There is a sweet scene where Denis and Christiane interact and calmly (and almost lovingly) acknowledge each other’s presence. If this were a studio comedy, they would hate each other and a passive aggressive comment would dart out. What St-Pierre does here is more successful and more poignant. These characters have children with one another, so they will be in their lives for a number of more years, and their mutual respect shines through. Denis obviously still pines for her.

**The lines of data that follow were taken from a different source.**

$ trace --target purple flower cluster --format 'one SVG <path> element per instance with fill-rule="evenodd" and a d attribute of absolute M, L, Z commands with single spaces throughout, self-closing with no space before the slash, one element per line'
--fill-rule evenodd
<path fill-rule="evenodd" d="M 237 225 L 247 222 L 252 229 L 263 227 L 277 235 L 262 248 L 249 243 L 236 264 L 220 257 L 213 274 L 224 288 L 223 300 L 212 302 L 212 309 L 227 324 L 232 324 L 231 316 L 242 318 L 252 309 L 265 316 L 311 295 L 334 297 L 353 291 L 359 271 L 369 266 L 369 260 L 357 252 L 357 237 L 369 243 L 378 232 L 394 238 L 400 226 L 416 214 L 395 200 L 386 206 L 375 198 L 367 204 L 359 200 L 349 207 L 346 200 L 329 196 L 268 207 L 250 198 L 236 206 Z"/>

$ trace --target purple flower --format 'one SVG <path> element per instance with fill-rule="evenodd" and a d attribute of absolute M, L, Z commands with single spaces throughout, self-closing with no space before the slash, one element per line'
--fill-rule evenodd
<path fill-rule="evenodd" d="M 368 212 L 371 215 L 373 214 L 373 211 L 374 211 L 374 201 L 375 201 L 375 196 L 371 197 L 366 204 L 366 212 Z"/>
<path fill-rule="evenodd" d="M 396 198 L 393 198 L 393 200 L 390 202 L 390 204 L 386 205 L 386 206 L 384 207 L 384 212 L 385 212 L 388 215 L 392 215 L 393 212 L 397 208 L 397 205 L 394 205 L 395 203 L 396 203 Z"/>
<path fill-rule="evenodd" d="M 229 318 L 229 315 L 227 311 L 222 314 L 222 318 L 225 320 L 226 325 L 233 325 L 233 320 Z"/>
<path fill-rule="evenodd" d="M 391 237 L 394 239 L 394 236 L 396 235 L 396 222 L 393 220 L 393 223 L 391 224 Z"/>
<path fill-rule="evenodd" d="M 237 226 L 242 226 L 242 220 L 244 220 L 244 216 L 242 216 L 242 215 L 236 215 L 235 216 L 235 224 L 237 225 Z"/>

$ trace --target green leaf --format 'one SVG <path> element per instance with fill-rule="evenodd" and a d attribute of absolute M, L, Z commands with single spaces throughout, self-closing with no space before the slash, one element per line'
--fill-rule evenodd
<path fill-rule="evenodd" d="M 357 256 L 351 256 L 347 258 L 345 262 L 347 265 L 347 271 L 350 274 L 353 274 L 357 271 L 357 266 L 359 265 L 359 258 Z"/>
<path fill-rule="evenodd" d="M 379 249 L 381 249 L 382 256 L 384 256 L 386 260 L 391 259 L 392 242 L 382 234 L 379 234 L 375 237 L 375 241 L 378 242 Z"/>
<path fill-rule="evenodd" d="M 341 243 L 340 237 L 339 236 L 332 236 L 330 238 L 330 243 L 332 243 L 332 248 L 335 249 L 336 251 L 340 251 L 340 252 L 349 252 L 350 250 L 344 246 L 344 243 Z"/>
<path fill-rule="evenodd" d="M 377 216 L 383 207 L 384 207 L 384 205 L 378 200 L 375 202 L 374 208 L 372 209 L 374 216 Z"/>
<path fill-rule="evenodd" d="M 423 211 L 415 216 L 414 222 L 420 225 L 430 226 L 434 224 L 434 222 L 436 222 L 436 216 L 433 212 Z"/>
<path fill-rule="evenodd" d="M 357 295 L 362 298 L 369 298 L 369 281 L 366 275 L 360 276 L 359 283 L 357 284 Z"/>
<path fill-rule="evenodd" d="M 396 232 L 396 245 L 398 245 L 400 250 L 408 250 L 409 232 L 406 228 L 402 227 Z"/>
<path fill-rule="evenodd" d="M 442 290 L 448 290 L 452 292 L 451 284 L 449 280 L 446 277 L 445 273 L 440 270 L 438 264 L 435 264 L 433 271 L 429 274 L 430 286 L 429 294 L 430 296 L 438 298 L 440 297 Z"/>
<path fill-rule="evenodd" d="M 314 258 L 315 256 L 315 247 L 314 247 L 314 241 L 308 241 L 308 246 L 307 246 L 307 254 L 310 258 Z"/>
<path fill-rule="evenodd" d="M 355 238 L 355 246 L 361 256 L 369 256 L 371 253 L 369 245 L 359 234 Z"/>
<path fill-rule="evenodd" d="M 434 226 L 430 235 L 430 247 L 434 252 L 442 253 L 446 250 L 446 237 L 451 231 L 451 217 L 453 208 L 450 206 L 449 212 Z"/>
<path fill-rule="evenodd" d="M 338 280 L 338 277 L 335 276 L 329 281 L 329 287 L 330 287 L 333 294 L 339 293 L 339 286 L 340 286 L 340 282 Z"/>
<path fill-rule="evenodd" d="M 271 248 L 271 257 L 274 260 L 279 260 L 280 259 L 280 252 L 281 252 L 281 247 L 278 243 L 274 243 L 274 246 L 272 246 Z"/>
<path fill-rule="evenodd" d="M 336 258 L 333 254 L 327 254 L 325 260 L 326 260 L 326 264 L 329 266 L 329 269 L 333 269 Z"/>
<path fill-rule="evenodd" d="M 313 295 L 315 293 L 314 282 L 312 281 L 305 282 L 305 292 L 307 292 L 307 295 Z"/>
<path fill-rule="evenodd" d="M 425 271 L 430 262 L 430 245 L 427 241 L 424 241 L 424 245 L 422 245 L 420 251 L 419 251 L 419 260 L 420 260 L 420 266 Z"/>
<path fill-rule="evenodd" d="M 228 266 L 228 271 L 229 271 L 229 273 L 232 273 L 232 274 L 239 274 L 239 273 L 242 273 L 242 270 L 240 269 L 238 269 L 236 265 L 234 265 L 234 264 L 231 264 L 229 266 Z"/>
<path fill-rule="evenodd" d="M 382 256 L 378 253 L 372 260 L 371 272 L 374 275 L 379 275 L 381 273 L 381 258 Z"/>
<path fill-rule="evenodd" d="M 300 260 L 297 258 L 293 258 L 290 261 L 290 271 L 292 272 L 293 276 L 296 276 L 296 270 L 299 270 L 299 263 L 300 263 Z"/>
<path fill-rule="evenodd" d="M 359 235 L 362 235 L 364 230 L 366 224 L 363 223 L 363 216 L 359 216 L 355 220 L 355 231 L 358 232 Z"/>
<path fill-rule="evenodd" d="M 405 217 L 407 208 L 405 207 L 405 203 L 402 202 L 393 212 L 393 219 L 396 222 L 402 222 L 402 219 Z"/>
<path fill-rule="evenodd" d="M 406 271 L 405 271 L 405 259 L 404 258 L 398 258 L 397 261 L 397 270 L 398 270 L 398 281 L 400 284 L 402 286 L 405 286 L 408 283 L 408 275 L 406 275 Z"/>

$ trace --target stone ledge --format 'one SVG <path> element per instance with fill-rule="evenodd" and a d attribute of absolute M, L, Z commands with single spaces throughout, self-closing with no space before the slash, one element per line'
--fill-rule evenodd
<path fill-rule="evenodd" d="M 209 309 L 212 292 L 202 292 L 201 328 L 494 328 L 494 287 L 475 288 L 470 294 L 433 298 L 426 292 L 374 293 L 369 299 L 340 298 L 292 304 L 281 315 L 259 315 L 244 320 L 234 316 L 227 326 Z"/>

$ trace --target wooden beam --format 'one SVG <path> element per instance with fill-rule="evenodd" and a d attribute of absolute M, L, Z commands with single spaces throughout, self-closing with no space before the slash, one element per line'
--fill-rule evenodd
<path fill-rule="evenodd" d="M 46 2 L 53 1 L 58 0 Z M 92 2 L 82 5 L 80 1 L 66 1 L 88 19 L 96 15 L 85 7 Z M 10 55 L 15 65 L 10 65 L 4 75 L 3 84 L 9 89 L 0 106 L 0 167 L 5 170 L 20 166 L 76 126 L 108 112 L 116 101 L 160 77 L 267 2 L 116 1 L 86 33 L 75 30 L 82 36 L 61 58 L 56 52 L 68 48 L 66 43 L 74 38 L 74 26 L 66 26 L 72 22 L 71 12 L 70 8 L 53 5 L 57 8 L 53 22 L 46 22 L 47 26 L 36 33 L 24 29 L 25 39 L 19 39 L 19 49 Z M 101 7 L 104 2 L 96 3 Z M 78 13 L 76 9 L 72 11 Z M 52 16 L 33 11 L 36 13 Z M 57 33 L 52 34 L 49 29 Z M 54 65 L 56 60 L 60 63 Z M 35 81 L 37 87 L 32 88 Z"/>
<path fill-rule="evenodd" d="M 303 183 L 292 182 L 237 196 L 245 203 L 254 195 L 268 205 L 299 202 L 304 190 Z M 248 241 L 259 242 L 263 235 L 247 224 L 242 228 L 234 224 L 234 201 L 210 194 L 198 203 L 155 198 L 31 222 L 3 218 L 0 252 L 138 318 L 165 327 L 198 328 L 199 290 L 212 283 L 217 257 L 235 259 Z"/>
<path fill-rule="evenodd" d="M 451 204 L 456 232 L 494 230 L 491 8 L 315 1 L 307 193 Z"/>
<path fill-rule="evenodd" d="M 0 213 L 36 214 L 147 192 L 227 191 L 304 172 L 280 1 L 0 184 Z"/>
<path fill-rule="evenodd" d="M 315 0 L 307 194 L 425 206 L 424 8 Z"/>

“He’s totally still in love with her, but he doesn’t have enough energy even just to have hope in his heart. When he is front of her, he is full of love, and she feels it. She is touched by it, because she has never had anything to blame on him. The 1980s of the country side could in a way feels a little like the 1960s in a big city… They married young, and she is ready for something else. You can see that the new man is really something else. Him and Denis don’t compare to each other, but neither man is the bad one. It’s sweet and sour like life is and forcing every one to act like they are nice and everything is fine isn’t always the answer… The answer can just be empathy.”
If you are a child, the Christmas season carries along a lot of feelings of innocence. People believe in Santa to varying degrees, but we also believe in things as adults, too. We want our kids to stay kids longer than they do, and we want them to hold onto that naivete for as long as possible. As kids get older and realize the potential of every passing year, we have to cope with that naivete forming into something more mature and more grown-up. The end of St-Pierre’s film, with Denis and one of his children looking forward, is the best kind of sad. It’s optimistic and thoughtful, but it’s tinged with a gratifying sadness of maturing with your parents.
“It was a metaphor for that moment where you stop believing in Santa. You learn something about life, and you are never the same again. You are never in that naïve childhood again. Family allows you to evolve and to grow, and it is the beginning of Julie’s life and it’s beginning of Denis’ life. It’s a double coming of age, and I wanted to see them going on a dark road without any lights. Santa Claus is almost dead, because he is down on the ground from pushing the car. In a way, Santa will never get up again since we are moving away from that part of childhood. That dark road is only a moment, but the car is rolling and it’s not the end. They are together on this road, and I like the poetic image of that. A child can decide to stay with a parent that is suffering, and they take on some of that suffering too. Julie decides to get in the car with her father, who is sad, and she would be a different person if she stayed at the party. It’s a micro moment that has a meta effect on her life.”
Les Grandes Claques (Like the Ones I Used to Know) is streaming through The New Yorker’s screening room.